Hi Bjørn-Helge,
On 3/10/25 08:50, Bjørn-Helge Mevik via slurm-users wrote:
The slurmctld can be restarted immediately after upgrading without
slurmdbd being available, and thereby your cluster will keep running
without any interruption of service. A little later you can enable
and start slurmdbd, and the delay of slurmdbd doesn't cause any
problems for slurmctld or the users. I emphasize that we're
discussing *minor release* upgrades only!
@Bjørn-Helge: Do you think there is good reason to start slurmdbd
before slurmctld when doing minor release upgrades?
Not any more, it appears. But (unless my memory fails me again)

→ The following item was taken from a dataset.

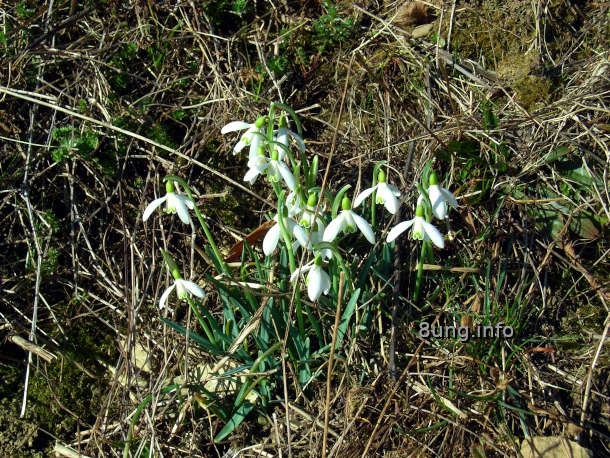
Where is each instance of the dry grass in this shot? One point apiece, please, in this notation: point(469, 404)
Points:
point(513, 102)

earlier, slurmctld would refuse to start unless slurmdbd was running
(when it was configured to use slurmdbd). Slurmctld would be fine with
slurmdbd stopping while slurmctld was running, but upon start, it would
require slurmdbd to be already running.
That's an interesting observation! I haven't tried this, and it would be
worth testing.
My guess is that recent versions of Slurm would have no problem starting
slurmctld when slurmdbd is down. The logic change of "scontrol reconfig"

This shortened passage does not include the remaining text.